すみれ「実は...で、出れなくなっちゃうかもしれない大変なことが起きて……」

高木さん「えっ?なんで?」

すみれ「実は一昨日…部長が帰り道で…」


小豆島総合高校の部長六車…
練習で夜遅くまで残った帰り道……
自転車で坂道を下っていた

六車「よっしゃ。来週木曜、広島3位の鹿老渡と練習試合取り付けたで。やっぱ県優勝すると違うなあ。」♪

と、その時…道を横切る黒い2つの影

六車「わ、た、タヌキや、ひいてまう」

ガッシャーン
親子たぬきを避け自転車で盛大にこける、しかも右腕を地面にぶつけ、ガードレールで思いっきり左腕を切ってしまう

切り傷からはかなりの血が……

六車「こ、これ、腕…折れたな」

救急車で運ばれる事態に。

昨日お見舞いに行ったら
左腕は10針縫う切傷、右腕は骨折
ギプスすら最低1ヶ月は外せないだろうということ。
もちろん8月4日から開幕の全国大会には部長は出れない。左腕は少しは動かせても連続的な動きは厳しいということで医者からもドクターストップ

すみれ「で、うちの部は団体戦規定人数の5人ギリギリしかいなかったから……このままだと…出場辞退になっちゃって……」

すみれ「高木ちゃん。ごめんなさい。こんな頼みいきなりして申し訳ないけど、麻雀部、入って夏の全国大会、一緒に出てもらえませんか!?全国大会終わるまででいいから。…って全国終わったらどの道引退だけど。」

高木さん「えええっ!?」

ちらっと反射的に西片を見てしまった

たしかにすみれちゃんがやっとの思いで手にした全国。すみれちゃんの思いを無駄にしたくない。
でも、私は麻雀なんて未経験の初心者。出ても足手まといにしかならないのは目に見えている。

いや、もっと酷いことを考えてしまうと…
全国大会は東京で行われる……。結構な日数だ。
その間、西片は?……西片置いて、最大で半月くらい東京に?
すみれちゃんは確かに友達だ。西片以外では一番仲がいい。でも「西片以外」では、なのだ。私は西片が一番。西片より優先するものなど、どんなときも無い。酷だけど。

ちらっと西片を見る

高木さん「あのさ、私が出ても…足手まといになっちゃうし……」

またちらっと西片を見る

すみれ「出てくれるだけでもいいんだけど…メンバー登録が来週火曜までで……っていきなり言われても困るよね。」

高木さん「うん。まず西片に…あとお父さんお母さんに相談しないとだし……そもそも正直…」

ちらっと西片を見る
…断ろう。これ。香川県大会優勝したんだから興味がある人が入ってくれるでしょう。……というのは

すみれ「高木ちゃん。高木ちゃんが気が乗らないのは、西片君と一緒にいたいから、じゃない?」

高木さん「なんでわかるの?」

すみれ「さっきから何回も西片君の方見てるもん。
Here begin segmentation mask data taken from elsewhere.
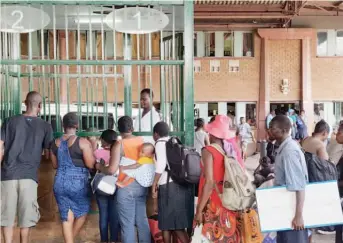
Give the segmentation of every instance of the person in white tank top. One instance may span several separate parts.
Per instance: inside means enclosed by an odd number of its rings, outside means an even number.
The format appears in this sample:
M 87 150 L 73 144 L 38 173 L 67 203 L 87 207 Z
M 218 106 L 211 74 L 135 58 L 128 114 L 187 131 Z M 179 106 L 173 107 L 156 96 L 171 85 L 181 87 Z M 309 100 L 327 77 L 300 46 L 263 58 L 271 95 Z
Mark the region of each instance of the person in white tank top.
M 205 121 L 202 118 L 195 120 L 195 134 L 194 134 L 194 147 L 196 151 L 201 154 L 201 150 L 206 145 L 210 144 L 208 134 L 204 130 Z

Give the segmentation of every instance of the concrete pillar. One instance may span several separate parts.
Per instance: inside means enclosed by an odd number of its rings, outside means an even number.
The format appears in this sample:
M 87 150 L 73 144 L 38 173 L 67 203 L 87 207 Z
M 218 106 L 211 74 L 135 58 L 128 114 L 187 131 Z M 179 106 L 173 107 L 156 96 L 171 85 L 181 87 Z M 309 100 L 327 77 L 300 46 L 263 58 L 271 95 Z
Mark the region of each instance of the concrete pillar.
M 328 56 L 336 55 L 336 31 L 333 29 L 328 30 Z
M 197 33 L 197 57 L 205 56 L 205 33 L 198 31 Z
M 227 103 L 218 102 L 218 115 L 227 115 Z
M 236 124 L 239 124 L 239 119 L 241 117 L 245 117 L 246 115 L 246 102 L 236 102 L 235 107 L 235 113 L 236 113 Z
M 305 110 L 307 116 L 308 133 L 314 129 L 314 108 L 312 100 L 311 80 L 311 39 L 302 39 L 302 82 L 301 82 L 301 109 Z
M 198 103 L 199 107 L 199 118 L 202 118 L 205 120 L 205 122 L 208 122 L 208 103 Z
M 215 32 L 215 57 L 224 56 L 224 32 Z
M 260 94 L 257 112 L 257 139 L 265 139 L 266 117 L 270 109 L 270 89 L 269 89 L 269 40 L 262 38 L 261 43 L 261 74 L 260 74 Z
M 233 56 L 242 57 L 243 56 L 243 31 L 234 31 L 233 34 Z

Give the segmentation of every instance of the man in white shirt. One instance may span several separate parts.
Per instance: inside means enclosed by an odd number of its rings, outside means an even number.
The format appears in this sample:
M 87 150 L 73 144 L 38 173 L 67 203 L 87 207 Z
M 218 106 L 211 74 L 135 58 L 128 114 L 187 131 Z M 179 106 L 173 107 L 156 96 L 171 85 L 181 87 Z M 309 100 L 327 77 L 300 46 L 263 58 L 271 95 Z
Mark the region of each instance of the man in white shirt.
M 272 110 L 266 119 L 267 129 L 269 129 L 269 123 L 273 120 L 274 116 L 275 116 L 275 110 Z
M 152 128 L 155 124 L 162 120 L 160 114 L 156 111 L 156 108 L 153 105 L 153 98 L 154 93 L 150 89 L 143 89 L 141 91 L 140 102 L 142 112 L 141 116 L 135 120 L 135 132 L 152 132 Z M 152 136 L 144 136 L 144 141 L 154 144 Z

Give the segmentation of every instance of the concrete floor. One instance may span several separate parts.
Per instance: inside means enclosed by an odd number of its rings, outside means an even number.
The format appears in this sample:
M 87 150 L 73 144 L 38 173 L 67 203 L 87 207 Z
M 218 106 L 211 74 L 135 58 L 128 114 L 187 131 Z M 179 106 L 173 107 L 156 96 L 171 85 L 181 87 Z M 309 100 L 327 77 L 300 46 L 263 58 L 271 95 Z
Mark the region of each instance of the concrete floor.
M 254 171 L 258 165 L 259 155 L 249 157 L 246 166 L 249 171 Z M 16 230 L 14 242 L 19 242 L 19 234 Z M 98 230 L 98 214 L 91 214 L 82 229 L 77 243 L 98 243 L 100 239 Z M 1 242 L 1 241 L 0 241 Z M 33 243 L 62 243 L 62 230 L 59 222 L 40 222 L 31 232 Z M 296 242 L 294 242 L 296 243 Z M 334 243 L 334 235 L 315 234 L 312 243 Z

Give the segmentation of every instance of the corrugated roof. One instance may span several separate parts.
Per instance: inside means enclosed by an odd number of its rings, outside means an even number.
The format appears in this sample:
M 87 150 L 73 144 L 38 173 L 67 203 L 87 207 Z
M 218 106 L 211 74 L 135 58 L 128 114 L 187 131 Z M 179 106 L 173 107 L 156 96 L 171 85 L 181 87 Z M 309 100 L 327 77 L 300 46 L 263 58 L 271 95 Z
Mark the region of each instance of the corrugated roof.
M 195 0 L 195 4 L 212 4 L 212 5 L 248 5 L 248 4 L 282 4 L 286 0 Z

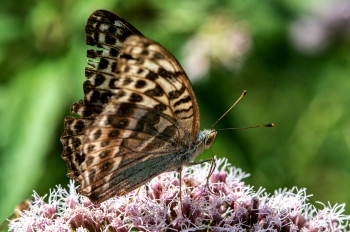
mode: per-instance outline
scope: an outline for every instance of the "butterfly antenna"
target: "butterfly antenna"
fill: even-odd
[[[244,95],[247,94],[247,90],[244,90],[243,93],[241,94],[241,96],[237,99],[237,101],[235,103],[233,103],[233,105],[218,119],[216,120],[216,122],[210,127],[210,129],[212,129],[216,123],[218,123],[228,112],[230,112],[230,110],[232,110],[233,107],[235,107],[235,105],[237,105],[237,103],[244,97]]]
[[[274,127],[275,124],[269,123],[269,124],[263,124],[259,126],[246,126],[246,127],[239,127],[239,128],[223,128],[223,129],[217,129],[219,130],[244,130],[244,129],[251,129],[251,128],[264,128],[264,127]]]

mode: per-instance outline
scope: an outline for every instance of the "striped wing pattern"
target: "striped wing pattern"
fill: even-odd
[[[124,195],[188,164],[198,146],[199,109],[177,60],[125,20],[95,11],[86,26],[93,60],[84,99],[61,137],[67,176],[94,203]]]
長い付き合いだしわかるよ。……それならさ。西片君も一緒に入部するのはどう?」

高木さん「?」

すみれ「女子全国大会だから西片君は大会自体に出て対局はできないけど、うちの部のマネージャーになってくれたら一緒に連れて行けるよ?大会に。」

すみれ「香川県大会優勝したから、後援会も出来たり、県からの補助金も出て…うちは県立だから特にね。高木さんと西片君の宿泊費とか出すくらいは大丈夫だと思う」

高木さん「……うん。…西片と、西片の両親とうちの両親に聞いてみて、OKだったら……でいいなら。あと外せない用事が無かったらだけど…バイトの方は相談してみるとして。予定は……」

高木さん「8月2日に倉敷大のオープンキャンパスだけど、8月4日からインターハイなら間に合うね。」

すみれ「ありがとう高木ちゃん!」

---

高木さんからびっくりするような相談を受ける。
こないだ高木さんと見に行った試合で全国大会行った鷹川さんのいる麻雀部。
全国大会手にしたのに部長の骨折で出場辞退になりそうな話
高木さんが麻雀部入って全国大会に出ようかと思うって話
俺もついてきて欲しい。西片が付いてきてくれるならこの話受けようと思っている。と

……そういうことなら俺もついて行く。

「高木さん。俺も入部するよ。一緒に行こ!全国大会」

「うん!」

とまあそれだけじゃなくお互いに両親に電話して確認する。

高木さんはOK貰えた。
俺の方も最近成績が良くなってきてるしとの事で、あっちでもちゃんと勉強するのよ。と言われたがOKもらえた。

バイトの太田さんの方も
ちょっと忙しくなっちゃうけどそういう事情なら仕方ないわね。と快諾してくれた。

「西片も一緒に行けるとなると、楽しみになってきたかも!」

「東京初めて行くしね」

あとは手続き。入部届けを2人で出し、学生証のコピーと在学証明書を提出しなければならないのでそれを用意する。(補助金絡みの手続きや、大会本部に他校からの急遽引き抜きでないことを証明するため、本校に転入生ではない、または転入後一年以上経過していることを証明する書類が必要)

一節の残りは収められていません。